A Nonbinary Individual’s Foray into Corporate A.V.
Being nonbinary in central Pennsylvania provides a unique set of challenges, to say the least. I’m very proud of my identity as an enby, and have been out for over half a decade. That doesn’t necessarily mean that things have been easy, though.
I graduated college in Selinsgrove, PA last year, and it was very fascinating the difference in treatment I received across different departments. I was a very dedicated and busy student. I worked four jobs at one point in my college career, mostly in the realm of sound. I was known as “The Sound Guy” around the school. When I was working sound for the theatre, respect for my gender identity was a no-brainer. I remember introducing myself to a professor as the sound guy, and immediately he asked me my pronouns. Everyone was accepting, and in fact, all four of the other sound engineers in the program identified as nonbinary as well—go figure! It was always easy to be myself, and the professors were always respectful of their students in this manner. Music, however, was a different story.
I went to a classical music college, and the vast majority of my education followed the history and musical literature of old, Christian, and largely successful white men. (Shoutout to Hildegard von Bingam and Clara Schubert for bucking the trend, but they were the exception, not the rule.) I feel like this male-centric mindset really purveyed into the minds of faculty and students, even if it was subliminal. This old-school classical mentality meant that there were very few professors who really cared to respect my pronouns, no matter how many times I gently corrected them, or signed an email with (they/them) under my name. It didn’t change. To them, if I looked like a woman, I was one.
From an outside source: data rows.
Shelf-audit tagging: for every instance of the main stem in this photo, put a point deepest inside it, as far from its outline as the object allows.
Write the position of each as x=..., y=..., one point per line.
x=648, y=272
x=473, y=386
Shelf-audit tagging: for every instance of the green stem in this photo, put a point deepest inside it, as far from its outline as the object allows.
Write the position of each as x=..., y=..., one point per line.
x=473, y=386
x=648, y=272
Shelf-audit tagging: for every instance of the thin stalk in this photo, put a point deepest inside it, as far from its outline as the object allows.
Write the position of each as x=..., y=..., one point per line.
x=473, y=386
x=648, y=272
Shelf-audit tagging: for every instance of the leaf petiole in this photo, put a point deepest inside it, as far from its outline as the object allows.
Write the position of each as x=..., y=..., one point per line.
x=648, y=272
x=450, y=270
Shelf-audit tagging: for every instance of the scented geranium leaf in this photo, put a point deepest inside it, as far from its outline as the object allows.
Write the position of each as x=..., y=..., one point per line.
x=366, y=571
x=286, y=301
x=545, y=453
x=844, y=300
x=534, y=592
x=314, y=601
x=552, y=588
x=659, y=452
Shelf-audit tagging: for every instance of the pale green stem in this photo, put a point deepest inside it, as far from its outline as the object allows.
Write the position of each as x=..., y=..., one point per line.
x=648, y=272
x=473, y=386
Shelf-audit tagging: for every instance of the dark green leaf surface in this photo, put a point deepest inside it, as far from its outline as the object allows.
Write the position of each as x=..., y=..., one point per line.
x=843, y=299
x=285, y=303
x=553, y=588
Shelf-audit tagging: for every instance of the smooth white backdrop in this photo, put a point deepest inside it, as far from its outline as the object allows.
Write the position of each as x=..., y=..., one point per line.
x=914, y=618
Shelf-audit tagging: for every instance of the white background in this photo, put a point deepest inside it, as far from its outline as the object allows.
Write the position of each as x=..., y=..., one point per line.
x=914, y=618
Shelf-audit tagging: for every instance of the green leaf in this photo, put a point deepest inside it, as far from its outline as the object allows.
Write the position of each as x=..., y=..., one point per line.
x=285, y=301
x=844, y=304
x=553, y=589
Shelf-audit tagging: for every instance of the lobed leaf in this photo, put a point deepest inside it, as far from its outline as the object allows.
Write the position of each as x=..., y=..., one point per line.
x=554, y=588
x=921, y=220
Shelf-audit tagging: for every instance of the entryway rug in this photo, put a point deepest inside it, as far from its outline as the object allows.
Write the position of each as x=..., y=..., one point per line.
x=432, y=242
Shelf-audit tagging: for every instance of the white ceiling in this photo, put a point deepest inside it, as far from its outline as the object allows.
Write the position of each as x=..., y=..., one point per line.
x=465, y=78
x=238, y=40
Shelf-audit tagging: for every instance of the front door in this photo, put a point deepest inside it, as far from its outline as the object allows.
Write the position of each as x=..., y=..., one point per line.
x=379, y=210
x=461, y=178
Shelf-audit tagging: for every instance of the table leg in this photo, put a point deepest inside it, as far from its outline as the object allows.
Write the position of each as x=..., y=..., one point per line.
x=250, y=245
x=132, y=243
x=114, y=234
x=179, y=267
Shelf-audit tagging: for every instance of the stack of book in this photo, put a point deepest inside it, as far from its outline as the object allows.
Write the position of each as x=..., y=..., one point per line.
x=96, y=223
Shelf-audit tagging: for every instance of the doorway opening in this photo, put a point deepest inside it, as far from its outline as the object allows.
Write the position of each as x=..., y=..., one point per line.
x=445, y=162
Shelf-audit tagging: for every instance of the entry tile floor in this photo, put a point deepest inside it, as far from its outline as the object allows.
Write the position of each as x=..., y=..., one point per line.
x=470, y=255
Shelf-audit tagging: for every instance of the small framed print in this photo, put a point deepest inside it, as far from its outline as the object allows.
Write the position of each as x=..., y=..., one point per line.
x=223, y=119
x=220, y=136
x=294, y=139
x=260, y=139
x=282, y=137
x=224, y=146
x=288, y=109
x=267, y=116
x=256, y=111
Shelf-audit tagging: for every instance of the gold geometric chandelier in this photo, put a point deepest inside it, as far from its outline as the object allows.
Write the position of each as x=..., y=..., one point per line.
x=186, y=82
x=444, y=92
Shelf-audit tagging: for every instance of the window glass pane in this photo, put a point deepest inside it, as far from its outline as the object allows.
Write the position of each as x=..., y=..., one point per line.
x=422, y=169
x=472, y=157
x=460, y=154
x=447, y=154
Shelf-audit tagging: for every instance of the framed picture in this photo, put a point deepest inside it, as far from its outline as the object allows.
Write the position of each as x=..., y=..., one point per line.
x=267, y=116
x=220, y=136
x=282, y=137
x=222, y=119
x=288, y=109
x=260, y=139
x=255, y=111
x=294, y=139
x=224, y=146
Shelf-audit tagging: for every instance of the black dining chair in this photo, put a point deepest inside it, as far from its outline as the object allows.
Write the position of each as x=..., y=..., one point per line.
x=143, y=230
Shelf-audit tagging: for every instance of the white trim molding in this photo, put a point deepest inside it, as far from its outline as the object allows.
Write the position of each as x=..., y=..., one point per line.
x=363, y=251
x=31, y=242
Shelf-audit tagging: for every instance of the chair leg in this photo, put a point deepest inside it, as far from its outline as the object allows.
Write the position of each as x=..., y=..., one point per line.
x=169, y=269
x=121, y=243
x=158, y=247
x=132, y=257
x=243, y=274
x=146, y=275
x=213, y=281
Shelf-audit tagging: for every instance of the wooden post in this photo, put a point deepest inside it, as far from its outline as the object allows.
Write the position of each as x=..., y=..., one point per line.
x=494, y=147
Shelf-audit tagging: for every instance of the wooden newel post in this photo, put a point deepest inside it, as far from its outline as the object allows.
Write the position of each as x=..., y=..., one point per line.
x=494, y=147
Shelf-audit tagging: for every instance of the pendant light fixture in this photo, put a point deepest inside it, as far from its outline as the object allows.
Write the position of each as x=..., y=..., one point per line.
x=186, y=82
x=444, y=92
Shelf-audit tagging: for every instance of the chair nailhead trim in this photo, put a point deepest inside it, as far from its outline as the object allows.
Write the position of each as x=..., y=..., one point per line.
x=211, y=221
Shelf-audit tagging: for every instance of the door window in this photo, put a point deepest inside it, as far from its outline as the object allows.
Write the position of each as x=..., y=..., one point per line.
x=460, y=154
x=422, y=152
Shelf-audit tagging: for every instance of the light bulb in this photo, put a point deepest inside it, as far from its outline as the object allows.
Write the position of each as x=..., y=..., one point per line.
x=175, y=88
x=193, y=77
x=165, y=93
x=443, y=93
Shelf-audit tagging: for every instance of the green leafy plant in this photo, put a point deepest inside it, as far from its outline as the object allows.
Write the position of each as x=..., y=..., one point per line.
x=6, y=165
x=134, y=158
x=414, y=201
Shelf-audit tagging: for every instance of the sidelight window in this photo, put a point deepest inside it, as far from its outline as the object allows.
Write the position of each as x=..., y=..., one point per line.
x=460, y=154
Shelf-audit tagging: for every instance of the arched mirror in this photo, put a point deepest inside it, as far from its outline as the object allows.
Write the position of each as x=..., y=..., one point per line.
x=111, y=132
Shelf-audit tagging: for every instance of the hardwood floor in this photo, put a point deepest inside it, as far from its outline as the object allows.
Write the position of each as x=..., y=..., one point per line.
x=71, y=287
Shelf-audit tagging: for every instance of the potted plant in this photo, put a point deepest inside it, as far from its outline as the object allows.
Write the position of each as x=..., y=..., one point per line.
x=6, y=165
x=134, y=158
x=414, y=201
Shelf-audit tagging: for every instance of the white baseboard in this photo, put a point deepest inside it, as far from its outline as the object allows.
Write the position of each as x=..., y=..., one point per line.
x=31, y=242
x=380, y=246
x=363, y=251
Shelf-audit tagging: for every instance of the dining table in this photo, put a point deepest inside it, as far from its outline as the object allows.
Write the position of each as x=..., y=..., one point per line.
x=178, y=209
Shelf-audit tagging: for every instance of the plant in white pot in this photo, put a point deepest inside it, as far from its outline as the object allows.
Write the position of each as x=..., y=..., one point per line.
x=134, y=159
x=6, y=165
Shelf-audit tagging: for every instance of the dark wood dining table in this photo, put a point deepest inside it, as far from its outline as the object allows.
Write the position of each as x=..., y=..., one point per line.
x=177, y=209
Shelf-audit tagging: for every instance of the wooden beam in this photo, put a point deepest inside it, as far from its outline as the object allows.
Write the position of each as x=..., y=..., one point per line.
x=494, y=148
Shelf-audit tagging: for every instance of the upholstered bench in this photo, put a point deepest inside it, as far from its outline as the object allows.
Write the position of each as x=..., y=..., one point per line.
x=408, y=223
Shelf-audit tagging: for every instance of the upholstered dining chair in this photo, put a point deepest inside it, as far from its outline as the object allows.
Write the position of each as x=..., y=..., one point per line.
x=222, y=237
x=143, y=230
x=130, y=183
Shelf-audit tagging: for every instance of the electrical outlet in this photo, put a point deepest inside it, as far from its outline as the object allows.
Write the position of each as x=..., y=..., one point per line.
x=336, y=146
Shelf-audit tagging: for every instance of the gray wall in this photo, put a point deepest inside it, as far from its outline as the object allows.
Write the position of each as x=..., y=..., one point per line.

I remember when I first started at my job in Hershey. Much like my college experience, I was living in central PA and was still trying to find a workplace that was accepting of my gender identity. When I began, HR and management were very open to using my pronouns correctly, at least during the hiring process. That being said, I’m not a person who’s completely committed to correcting every misgendering slip I hear. I’m aware of the negative stereotyping surrounding that, and I’d like to avoid it at all costs, thanks. Yes, I’ll take the time to inform those whom I care about and to gently remind those whom I see on a regular basis. However, when it comes to other departments or guests, I’m not going to make a scene. (Heaven forbid someone makes an “I identify as an attack helicopter” joke, or a “Did you just assume my gender?!” joke. I don’t think I could take that lightly.) When I began my work there, however, I realized quickly that my A.V. colleagues could not care less how I identified. The hiring and onboarding training, preaching LGBTQIA+ and diversity acceptance, had seemingly been a guise to protect the company from potential lawsuits, rather than an actual company policy.
I wasn’t the only trans person in the workplace. A coworker of mine was (read: was, as she has since quit) a proudly-out transgender woman. She wore makeup, was on HRT, had long nails, and spoke in a high-pitched voice. By all accounts, she was recognizable as a woman, as far as the Western gender binary and all of its stereotypes decreed. As soon as I interacted with her, I knew she was a woman.
Maybe I was the only one who thought that way, because every member of the fifteen-person team (except myself and the one cis woman on staff,) referred to her as a man, and consistently with he/him pronouns. This caught me off guard.
Within the trans community, there is a wide berth of experiences to be had. There are those of us who are within the binary and choose to transition. Some of us don’t abide by the binary and transition, too. There are people with different means of gender identity and expression, different backstories, and different upbringings. We vary in economic class, race, and age. There is no right or wrong way to be trans, but rather a variety of experiences and hardships we face. This being said, if my cis male coworkers couldn’t understand a binary trans person’s experience enough to respect her identity, how on earth could they even begin to grasp mine?